With sharper definitions and more stringent requirements, stricter accountability on companies and investment firms could help reduce greenwashing, Glenmede concluded in its report. The heightened rigor, it points out, may also support the materiality of ESG considerations in fiduciary practices—a point stressed by a working group of the Intentional Endowments Network in its feedback to the SEC:
“We believe it is clear that enhanced disclosure of material climate change and ESG considerations is required in order for investor and corporate fiduciaries to fulfill the full range of their legal duties to fund participants, companies and the shareholders that provide long-term capital to companies.”
Separately, given advances in climate reporting, S&P Global’s report suggests that attention could start turning toward social factor measurements, including the impacts of responsible and sustainable initiatives.
4. Sustainable Debt Sees Ascendancy
Among the numerous ESG investing trends set to continue surging in 2022, perhaps the largest was the issuance of sustainable debt. The asset class consists largely of project-based green bonds, corporate loans and bonds tied to reductions in greenhouse gas emissions and other ESG targets, and social and sustainability bonds financing social and community-based projects.
The rise of sustainable debt had already generated concerns about the potential for greenwashing, and the European Union responded in late 2021 with a proposed green bond standard to be voluntarily applied by lenders and borrowers.
The S&P Global report anticipates sustainable debt issuance to keep expanding throughout 2022, especially as corporations and governments aim to achieve net-zero emissions targets. Yet to ensure the integrity of the investments and the broader sustainable debt marketplace, it expects further standards around disclosure and transparency to surface.
Navigating a Transitional Time
ESG trends are poised to remake the corporate landscape. Alongside traditional requirements for forthright financial reporting, investors, analysts, employees, and other stakeholders are calling for clarity and accountability across the entire environmental, social, and governance spectrum.

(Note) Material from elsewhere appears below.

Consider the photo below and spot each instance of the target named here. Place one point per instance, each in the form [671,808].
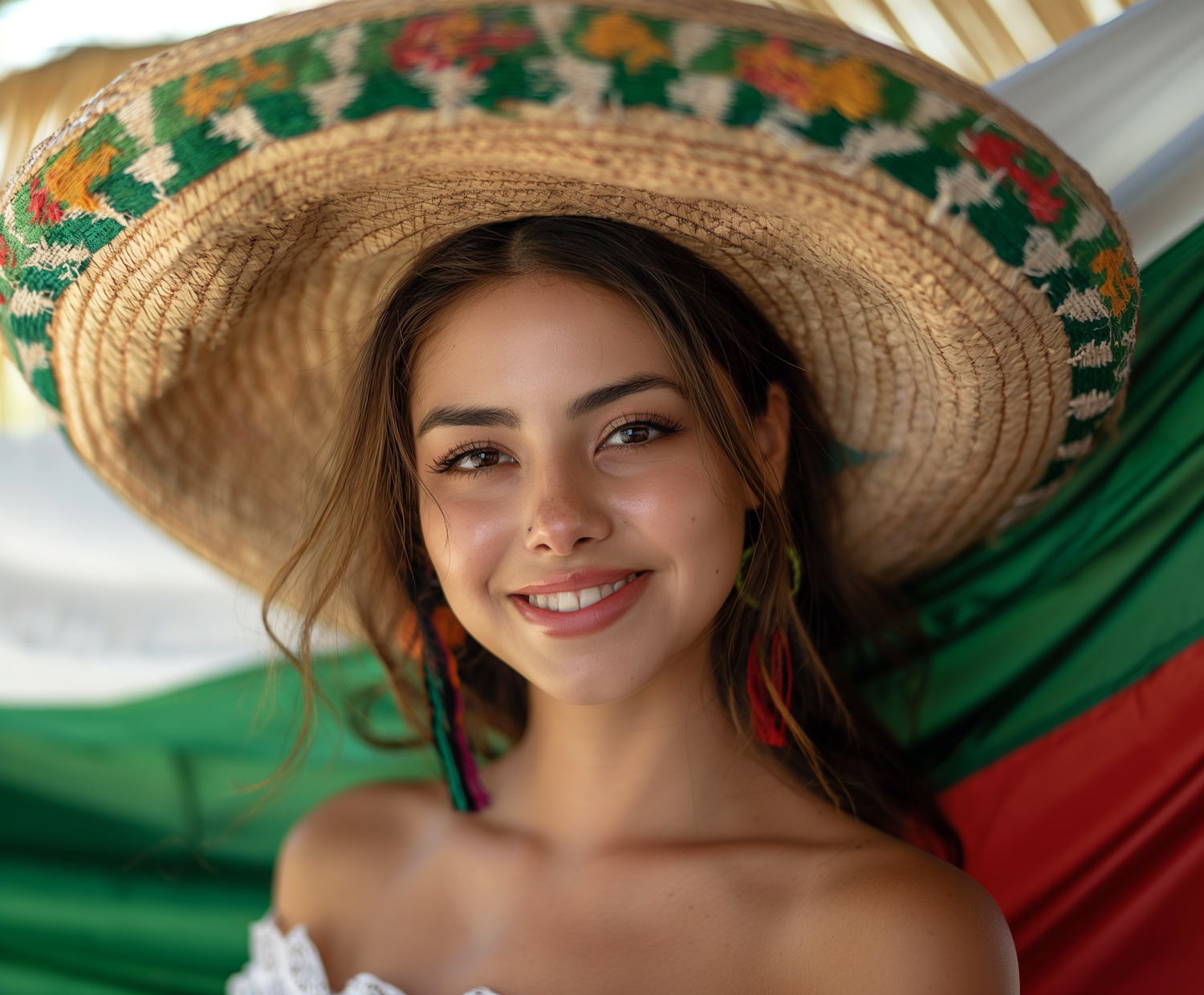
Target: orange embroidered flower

As companies and other organizations respond to such demands, Glenmede’s report predicts that impact investors will see two critical developments surface:
- Richer data and insight into climate change, DEI matters, and worker welfare could lead to new thematic investment strategies that allow investors to more directly stand alongside resilient, innovative, and inclusive companies.

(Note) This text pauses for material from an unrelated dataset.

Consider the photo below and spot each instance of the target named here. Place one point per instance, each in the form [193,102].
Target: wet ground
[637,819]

- ESG may move deeper into the investment mainstream as the prevalence of greenwashing retreats in the face of rising regulatory guidance and sustainable investing standards, and fiduciary duties will increasingly tap sustainable inputs.
More broadly, the 2022 proxy season may feature a “race to the top” among large institutional investors pushing publicly held companies to sharpen their climate-related policies and disclosures. With ESG’s stakes poised to grow, organizations that fail to heed broader ESG trends increasingly risk backlash.